Created 2005-09-23 Modified 2007-01-01
Chelton Evans
Sorting Algorithms
Intro
Sorting Methods Summary
Computational Geometry Algorithms
Warning
Most computer scientists grew up with the concept of average and worst case complexity. Actually there was a time when these ideas were mysterious and difficult to grasp - as I read one of the original papers of the time trying to convey to the reader the idea of O(n^k).
So again like a new thing the randomized algorithms input has woken us up to expected complexity. This is where the input is randomized and fed into the algorithm. Its power is that it turns algorithms that are potentially weak on a data set into their optimal complexity - with extremely high confidence.
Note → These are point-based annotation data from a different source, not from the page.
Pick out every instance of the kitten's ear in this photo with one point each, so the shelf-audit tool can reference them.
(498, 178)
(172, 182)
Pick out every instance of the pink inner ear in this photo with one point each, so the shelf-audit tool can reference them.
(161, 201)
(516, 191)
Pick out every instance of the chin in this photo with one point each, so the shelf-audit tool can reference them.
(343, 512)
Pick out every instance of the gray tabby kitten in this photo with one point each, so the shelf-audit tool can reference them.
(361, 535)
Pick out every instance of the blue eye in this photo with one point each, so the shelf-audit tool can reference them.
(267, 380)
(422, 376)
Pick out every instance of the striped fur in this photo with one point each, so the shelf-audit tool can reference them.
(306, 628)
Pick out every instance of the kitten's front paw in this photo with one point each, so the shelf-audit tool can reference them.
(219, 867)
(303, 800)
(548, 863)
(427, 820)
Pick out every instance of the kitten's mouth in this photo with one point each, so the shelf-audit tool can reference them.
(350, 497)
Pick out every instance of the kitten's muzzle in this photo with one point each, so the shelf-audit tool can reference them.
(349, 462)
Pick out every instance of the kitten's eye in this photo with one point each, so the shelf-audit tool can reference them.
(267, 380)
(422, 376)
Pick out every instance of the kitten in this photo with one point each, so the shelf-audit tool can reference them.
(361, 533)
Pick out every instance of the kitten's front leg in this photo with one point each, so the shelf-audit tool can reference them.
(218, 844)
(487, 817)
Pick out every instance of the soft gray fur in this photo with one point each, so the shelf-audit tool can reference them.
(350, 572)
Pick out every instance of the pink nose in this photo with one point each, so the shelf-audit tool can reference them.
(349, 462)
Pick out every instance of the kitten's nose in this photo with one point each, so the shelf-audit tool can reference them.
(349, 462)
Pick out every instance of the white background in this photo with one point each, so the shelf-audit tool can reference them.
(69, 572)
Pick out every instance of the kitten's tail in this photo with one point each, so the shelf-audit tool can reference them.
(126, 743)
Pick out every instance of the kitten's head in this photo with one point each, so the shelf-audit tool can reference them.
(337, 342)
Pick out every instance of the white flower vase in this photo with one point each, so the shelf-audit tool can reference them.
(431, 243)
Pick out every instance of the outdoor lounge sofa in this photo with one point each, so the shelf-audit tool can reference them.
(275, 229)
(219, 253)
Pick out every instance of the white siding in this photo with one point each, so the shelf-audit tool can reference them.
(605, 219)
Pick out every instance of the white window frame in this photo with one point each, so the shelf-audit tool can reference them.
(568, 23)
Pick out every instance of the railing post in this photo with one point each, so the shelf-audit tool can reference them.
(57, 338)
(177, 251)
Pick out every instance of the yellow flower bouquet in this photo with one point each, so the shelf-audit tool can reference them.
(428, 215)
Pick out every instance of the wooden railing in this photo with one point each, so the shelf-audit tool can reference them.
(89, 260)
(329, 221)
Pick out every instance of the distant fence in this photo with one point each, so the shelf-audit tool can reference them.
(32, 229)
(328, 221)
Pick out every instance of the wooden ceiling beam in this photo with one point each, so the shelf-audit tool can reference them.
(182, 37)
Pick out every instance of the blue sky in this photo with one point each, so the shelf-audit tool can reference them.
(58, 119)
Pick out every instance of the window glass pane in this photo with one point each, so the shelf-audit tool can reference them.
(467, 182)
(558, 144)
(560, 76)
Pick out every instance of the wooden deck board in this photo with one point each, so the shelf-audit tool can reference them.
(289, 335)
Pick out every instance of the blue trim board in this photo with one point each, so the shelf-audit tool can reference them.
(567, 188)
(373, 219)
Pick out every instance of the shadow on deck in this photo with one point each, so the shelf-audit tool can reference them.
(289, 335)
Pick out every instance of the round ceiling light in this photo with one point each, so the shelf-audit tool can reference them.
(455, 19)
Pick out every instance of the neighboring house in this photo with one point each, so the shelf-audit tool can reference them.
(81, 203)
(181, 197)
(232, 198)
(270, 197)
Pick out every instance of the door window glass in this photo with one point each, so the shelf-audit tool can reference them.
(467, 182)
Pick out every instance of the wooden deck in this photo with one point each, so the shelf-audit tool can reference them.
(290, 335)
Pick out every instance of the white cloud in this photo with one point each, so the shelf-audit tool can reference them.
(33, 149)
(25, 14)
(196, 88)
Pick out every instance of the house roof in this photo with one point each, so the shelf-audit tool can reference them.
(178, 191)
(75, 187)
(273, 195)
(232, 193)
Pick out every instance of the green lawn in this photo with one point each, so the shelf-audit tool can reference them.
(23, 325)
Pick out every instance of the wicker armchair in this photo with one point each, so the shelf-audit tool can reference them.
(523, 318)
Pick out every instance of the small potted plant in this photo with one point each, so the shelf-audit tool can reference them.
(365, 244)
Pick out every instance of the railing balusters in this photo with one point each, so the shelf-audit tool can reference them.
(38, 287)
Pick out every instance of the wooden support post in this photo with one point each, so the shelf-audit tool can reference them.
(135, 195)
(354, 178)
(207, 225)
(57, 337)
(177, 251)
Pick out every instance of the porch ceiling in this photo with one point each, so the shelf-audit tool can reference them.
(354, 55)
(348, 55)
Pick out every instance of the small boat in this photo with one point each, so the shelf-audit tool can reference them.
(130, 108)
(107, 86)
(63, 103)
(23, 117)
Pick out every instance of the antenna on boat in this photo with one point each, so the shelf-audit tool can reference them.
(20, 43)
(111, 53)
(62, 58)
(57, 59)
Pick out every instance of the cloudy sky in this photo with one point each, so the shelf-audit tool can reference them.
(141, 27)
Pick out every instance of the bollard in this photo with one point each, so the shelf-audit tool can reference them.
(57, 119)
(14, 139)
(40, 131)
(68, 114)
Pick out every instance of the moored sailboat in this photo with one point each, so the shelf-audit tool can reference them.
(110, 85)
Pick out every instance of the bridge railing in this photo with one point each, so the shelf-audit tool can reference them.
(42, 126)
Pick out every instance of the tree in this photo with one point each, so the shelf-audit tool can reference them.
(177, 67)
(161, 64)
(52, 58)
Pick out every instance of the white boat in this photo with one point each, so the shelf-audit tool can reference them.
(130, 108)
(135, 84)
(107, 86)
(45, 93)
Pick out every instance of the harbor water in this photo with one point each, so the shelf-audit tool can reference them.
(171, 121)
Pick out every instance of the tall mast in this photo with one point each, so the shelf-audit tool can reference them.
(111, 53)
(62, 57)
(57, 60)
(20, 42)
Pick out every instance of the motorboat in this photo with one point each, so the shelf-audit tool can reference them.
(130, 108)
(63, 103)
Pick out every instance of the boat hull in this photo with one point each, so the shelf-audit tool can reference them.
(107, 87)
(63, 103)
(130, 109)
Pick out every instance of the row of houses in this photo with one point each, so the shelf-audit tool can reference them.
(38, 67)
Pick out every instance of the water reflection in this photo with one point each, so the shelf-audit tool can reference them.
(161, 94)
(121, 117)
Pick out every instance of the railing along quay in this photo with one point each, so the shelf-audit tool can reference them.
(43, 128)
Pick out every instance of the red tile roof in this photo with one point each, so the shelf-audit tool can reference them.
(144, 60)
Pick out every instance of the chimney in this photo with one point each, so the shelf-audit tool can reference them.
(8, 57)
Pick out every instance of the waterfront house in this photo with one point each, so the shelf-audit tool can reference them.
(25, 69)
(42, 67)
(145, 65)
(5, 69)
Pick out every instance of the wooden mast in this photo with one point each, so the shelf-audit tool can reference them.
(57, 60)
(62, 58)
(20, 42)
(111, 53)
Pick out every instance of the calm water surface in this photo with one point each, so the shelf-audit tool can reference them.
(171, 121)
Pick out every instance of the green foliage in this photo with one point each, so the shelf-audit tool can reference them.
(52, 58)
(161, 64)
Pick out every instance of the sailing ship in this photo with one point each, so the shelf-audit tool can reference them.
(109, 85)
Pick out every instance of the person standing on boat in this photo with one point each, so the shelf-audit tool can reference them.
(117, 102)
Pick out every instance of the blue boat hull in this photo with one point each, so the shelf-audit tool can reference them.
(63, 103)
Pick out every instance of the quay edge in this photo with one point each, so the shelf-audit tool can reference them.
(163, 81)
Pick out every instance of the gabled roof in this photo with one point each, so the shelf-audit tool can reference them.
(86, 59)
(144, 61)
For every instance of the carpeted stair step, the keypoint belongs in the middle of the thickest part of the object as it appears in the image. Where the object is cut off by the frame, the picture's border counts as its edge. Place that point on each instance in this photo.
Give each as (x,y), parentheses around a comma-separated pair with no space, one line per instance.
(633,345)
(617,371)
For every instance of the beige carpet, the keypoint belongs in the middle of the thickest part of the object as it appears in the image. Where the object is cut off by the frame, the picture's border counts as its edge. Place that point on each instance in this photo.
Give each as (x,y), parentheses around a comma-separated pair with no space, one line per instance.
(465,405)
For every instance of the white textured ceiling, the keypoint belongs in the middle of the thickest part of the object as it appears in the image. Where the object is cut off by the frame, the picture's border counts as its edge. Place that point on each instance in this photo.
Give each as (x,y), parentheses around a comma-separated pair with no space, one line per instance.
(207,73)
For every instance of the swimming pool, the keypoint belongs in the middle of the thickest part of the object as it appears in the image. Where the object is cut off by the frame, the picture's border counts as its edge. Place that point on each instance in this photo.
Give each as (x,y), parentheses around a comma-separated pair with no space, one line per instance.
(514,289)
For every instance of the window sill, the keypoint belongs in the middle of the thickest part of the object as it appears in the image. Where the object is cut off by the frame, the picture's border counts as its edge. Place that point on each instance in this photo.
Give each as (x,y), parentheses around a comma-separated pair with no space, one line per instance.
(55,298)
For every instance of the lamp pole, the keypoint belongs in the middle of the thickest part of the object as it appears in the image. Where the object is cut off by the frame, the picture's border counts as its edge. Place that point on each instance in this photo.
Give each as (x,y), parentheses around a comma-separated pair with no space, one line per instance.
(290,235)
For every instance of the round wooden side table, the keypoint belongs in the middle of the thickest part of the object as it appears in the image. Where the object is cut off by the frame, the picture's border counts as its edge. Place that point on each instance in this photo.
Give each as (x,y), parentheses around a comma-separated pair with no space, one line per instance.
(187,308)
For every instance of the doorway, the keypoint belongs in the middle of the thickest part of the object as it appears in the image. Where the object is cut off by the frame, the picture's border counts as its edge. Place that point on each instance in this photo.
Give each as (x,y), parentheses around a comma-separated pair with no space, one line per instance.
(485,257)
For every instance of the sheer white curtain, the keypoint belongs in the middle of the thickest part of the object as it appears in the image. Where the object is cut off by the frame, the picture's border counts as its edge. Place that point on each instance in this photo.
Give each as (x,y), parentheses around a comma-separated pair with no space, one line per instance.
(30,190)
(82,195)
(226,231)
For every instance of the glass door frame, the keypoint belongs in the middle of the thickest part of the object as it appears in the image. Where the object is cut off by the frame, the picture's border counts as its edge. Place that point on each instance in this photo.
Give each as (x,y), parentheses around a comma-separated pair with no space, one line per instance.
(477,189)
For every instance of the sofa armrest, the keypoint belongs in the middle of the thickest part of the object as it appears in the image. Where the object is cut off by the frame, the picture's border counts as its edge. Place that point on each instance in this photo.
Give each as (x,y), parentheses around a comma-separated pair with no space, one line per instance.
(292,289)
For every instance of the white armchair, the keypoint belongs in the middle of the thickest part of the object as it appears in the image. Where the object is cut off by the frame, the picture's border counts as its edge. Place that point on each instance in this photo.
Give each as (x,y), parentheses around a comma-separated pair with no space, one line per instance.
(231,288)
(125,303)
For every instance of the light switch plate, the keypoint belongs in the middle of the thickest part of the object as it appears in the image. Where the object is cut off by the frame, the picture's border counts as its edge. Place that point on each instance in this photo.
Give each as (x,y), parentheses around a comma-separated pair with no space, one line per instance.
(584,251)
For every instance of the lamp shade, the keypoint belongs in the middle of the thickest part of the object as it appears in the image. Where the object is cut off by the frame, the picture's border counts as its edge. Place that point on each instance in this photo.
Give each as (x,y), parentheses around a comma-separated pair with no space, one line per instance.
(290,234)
And I mean extreme confidence.
For all practical purposes the expected complexity is the worst case complexity.
There are those of you who may howl and carry on but the facts are in and any argument to the contrary is ill informed and emotive.
| Bubble sort with Randomized Input | O(n^2) |
| Insertion Sort | O(n^2) |
| Heap Sort | O(n log n ) |
| AVL Trees | O( n log n ) |
| Quick Sort with Randomized Input | O( n log n ) |
| Insertion into a binary tree with Randomized Input | O( n log n ) |
| Shell Sort | O(n^(3/2)) |
| Merge Sort | O( n log n ) |
| Bucket Sort with Insertion Sort in Lists | O(n) best, O(n^2) worst |
| Bucket Sort with O( n log n ) sort in lists | O(n) best, O( n log n ) worst |
The randomized input has as much influence on computational geometry. For example consider the quick hull algorithm which has average O( n log n ) and worst O(n^2). By randomizing its input it has O( n log n ) complexity. This happens to be the theoretical limit.
You may now call me a hypocrite, but there may still be data sets that bring back the worst case complexity. However the algorithms are much more robust and do not suffer in normal situations as the quick sort did on an already sorted data set.